Surg Neurol. 1990 Nov;34(5):286-93. doi: 10.1016/0090-3019(90)90003-8.
We studied 143 cases of cerebral cysticercosis over a 30-year period. In 46 there was hydrocephalus due to cysts obstructing the cerebrospinal fluid pathways, with signs of hydrocephalus and cerebellar dysfunction. In 97 there were cysts in the cerebral parenchyma, causing symptoms of intracranial hypertension alone in 22 cases, with additional neurological deficits in the remainder. Before 1980 diagnosis was made by pneumoencephalography and ventriculography, but since then it has mostly been done by computed tomography. In 28 cases scanned, typical abnormalities were present in 25. Complement fixation tests were positive in serum in 74% of cases and in cerebrospinal fluid in 73%, and the enzyme-linked immunosorbent assay test was positive in serum in 90% and in cerebrospinal fluid in 92%. Treatment of cases with hydrocephalus was by removal of the cysts at craniotomy, with placement of a shunt where necessary. Intracranial hypertension caused by parenchymal cysts was treated with steroids and osmotic agents, if possible. In resistant cases subtemporal decompression was needed, unilateral in 55 cases and bilateral in eight. Mortality in the acute stage was 11%, with a further 20% at follow up.

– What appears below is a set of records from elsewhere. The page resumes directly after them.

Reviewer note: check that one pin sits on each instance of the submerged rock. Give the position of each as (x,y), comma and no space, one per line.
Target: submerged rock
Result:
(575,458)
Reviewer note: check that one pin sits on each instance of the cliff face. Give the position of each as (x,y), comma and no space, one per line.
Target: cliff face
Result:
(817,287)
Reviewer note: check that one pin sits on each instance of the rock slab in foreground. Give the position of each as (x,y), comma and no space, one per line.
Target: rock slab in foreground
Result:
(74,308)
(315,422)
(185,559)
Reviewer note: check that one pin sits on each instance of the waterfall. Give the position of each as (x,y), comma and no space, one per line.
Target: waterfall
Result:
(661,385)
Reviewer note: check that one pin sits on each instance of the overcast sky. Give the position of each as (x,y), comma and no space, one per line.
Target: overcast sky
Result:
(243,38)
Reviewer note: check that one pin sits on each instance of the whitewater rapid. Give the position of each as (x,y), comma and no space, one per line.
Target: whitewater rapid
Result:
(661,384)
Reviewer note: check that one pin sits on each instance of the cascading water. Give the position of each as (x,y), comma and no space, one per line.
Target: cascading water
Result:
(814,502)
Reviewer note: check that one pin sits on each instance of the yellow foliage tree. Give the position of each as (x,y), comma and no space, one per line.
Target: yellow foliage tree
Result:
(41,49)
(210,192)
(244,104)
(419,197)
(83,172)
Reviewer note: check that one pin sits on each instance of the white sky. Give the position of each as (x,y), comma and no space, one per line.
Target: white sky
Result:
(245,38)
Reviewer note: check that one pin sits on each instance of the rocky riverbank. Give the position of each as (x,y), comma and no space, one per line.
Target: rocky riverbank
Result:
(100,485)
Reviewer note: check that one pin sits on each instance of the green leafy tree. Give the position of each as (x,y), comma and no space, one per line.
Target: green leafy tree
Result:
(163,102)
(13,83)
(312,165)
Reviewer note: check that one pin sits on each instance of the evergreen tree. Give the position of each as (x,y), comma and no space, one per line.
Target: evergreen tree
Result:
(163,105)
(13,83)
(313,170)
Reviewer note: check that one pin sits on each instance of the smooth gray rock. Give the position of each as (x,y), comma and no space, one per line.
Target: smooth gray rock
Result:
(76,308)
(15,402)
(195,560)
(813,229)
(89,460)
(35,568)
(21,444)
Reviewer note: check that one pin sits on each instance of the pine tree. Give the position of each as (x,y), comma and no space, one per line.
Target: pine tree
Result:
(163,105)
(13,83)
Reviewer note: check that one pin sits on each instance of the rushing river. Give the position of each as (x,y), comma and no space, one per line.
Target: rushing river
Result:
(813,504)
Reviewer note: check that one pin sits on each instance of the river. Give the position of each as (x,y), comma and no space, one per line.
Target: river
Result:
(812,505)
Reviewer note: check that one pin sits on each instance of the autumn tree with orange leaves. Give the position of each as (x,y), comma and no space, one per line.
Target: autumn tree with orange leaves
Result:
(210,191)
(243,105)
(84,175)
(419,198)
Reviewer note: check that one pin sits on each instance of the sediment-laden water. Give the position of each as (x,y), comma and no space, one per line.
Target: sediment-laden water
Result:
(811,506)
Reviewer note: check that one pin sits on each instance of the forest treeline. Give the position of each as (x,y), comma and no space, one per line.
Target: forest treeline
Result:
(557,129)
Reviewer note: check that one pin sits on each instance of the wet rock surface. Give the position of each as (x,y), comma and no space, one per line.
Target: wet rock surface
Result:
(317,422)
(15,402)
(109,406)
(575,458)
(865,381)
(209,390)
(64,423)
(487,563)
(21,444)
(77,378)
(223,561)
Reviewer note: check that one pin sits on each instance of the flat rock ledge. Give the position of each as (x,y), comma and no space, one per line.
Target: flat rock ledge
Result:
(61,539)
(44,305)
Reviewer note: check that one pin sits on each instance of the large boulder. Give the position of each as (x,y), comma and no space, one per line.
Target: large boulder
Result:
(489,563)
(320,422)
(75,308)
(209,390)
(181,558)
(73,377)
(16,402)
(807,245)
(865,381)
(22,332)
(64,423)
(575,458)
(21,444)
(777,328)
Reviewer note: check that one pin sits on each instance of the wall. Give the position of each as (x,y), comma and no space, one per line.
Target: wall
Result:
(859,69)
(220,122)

我们在30年期间研究了143例脑囊尾蚴病。46例因囊肿阻塞脑脊液通路而出现脑积水,伴有脑积水和小脑功能障碍的体征。97例脑实质中有囊肿,22例仅出现颅内高压症状,其余伴有其他神经功能缺损。1980年前通过气脑造影和脑室造影进行诊断,但此后大多通过计算机断层扫描进行诊断。在28例扫描病例中,25例有典型异常。补体结合试验血清阳性率为74%,脑脊液阳性率为73%;酶联免疫吸附试验血清阳性率为90%,脑脊液阳性率为92%。脑积水病例通过开颅手术切除囊肿治疗,必要时放置分流管。实质性囊肿引起的颅内高压,尽可能用类固醇和渗透性药物治疗。在耐药病例中,需要进行颞下减压,55例单侧减压,8例双侧减压。急性期死亡率为11%,随访时另有20%死亡。